Re: parallelism and sorting - Mailing list pgsql-hackers

From Peter Geoghegan
Subject Re: parallelism and sorting
Date
Msg-id CAM3SWZTsw0noq9nS_23LUTShVa8XVH78840dpaaTWCg1pwd+0w@mail.gmail.com
Whole thread Raw
In response to parallelism and sorting  (Robert Haas <robertmhaas@gmail.com>)
Responses Re: parallelism and sorting  (Robert Haas <robertmhaas@gmail.com>)
List pgsql-hackers
On Mon, Nov 23, 2015 at 2:01 PM, Robert Haas <robertmhaas@gmail.com> wrote:
> I've been thinking about how parallelism interacts with sorting over
> the last few days and I wanted to share a few preliminary thoughts.  I
> definitely don't have all the answers worked out here yet, so thoughts
> are welcome.

I think it's definitely a good idea to have some high level discussion
of these issues now. My responses will in some cases also be high
level and aspirational.

> 2. Within parallel query, there are two reasons to care about data
> that is in sorted order.  First, we might need to deliver the results
> to the user in a particular order, because they've specified ORDER BY
> whatever.  Second, the optimal join strategy might be a merge join,
> which requires that both relations be sorted according to the join
> key.[1]

I gather the distinction you're making here is between a Sort node,
and a node that happens to use a tuplesort without an explicit Sort
node (like a "COUNT(DISTINCT(foo))" *Aggregate* node -- *not* a
GroupAggregate node). I am a little concerned cases like this might
accidentally not benefit due to not explicitly having a Sort node, as
you refer to below. Beyond that, CREATE INDEX and CLUSTER utility
cases will also need to be parallelized without all this executor
infrastructure.

> 3. The current Gather node reads tuples from the workers in
> round-robin fashion, skipping over workers that don't have a tuple
> ready yet when it needs one.  It seems potentially useful to have a
> Gather Merge node which would assume that the results from each worker
> are ordered with respect to each other, and do a final merge pass over
> those.  Then we could get the toplevel query ordering we want using a
> plan like this:
>
> Gather Merge
> -> Sort
>   -> Parallel Seq Scan on foo
>       Filter: something

I am of course strongly of the opinion that extending the new,
improved, but pending approach to external sorts [1] is the way to go.
Using the filesystem as "poor man's shared memory" when you can
actually afford real shared memory now seems like much less of a
problem than I thought in the past. More on that later.

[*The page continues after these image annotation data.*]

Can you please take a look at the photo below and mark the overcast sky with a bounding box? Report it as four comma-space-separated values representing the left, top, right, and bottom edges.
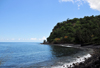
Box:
0, 0, 100, 42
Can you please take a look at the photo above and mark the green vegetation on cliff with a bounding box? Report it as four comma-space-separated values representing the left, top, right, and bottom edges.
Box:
47, 15, 100, 44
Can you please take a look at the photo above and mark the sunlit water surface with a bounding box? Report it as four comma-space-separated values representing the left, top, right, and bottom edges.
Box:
0, 42, 89, 67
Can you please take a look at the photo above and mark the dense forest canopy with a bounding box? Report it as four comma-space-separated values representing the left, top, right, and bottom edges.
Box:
47, 15, 100, 44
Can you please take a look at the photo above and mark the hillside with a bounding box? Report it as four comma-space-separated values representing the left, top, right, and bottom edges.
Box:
47, 15, 100, 44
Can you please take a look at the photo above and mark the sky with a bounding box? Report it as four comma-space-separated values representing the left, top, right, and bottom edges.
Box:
0, 0, 100, 42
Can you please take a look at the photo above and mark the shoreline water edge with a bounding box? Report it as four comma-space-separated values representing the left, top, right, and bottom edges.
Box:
39, 44, 100, 68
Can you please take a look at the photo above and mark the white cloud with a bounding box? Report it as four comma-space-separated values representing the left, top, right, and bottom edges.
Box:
59, 0, 74, 2
59, 0, 100, 11
87, 0, 100, 11
39, 36, 46, 40
30, 38, 37, 40
18, 38, 21, 40
11, 38, 15, 40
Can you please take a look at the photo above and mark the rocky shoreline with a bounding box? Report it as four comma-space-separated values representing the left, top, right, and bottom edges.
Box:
69, 48, 100, 68
41, 44, 100, 68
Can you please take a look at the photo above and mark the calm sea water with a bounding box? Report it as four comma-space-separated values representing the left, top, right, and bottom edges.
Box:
0, 42, 83, 67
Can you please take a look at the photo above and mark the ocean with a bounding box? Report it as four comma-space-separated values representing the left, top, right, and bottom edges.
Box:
0, 42, 89, 68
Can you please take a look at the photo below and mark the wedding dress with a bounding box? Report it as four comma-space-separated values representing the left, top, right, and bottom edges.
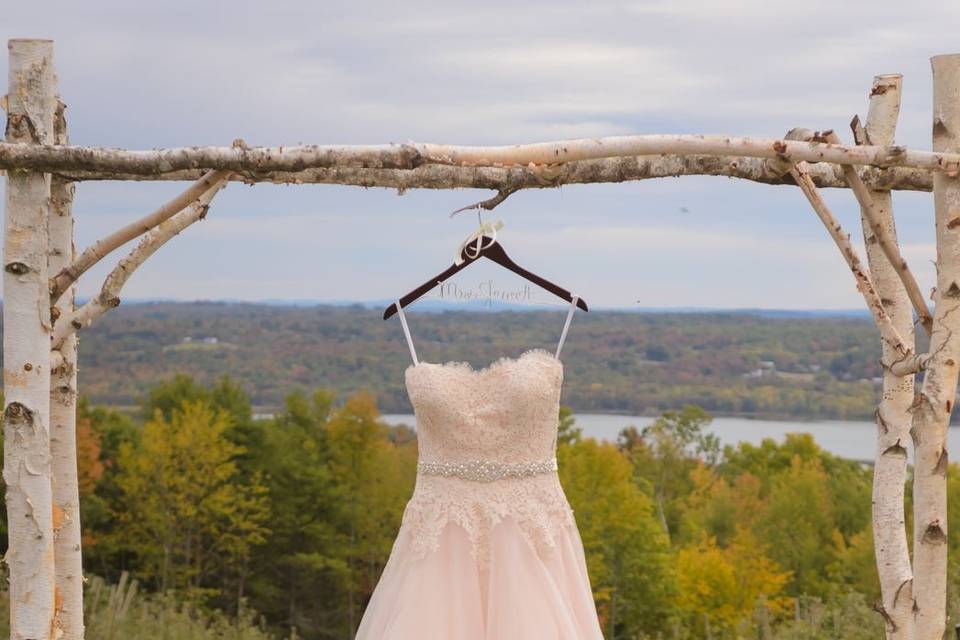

The problem I see here is that having real executor nodes, while
preserving various useful properties of an on-the-fly merge implies a
degree of cross-node promiscuity that I think won't fly. For one
thing, all my tricks with memory pooling during the final on-the-fly
merge become iffy, to say the least. For another, the children cannot
very well feed SortTuples to the parent using the usual TupleTableSlot
mechanism -- we benefit plenty from reuse of SortSupport and so on
during the merge. Who would want to reconstruct something
SortTuple-like on the other side (within the Gather Merge)? Besides,
if one child cannot produce tuples in time, unlike many things there
is a legitimate need to hold everything up. I think we should
parallelize the Merge in a later release -- possibly much later.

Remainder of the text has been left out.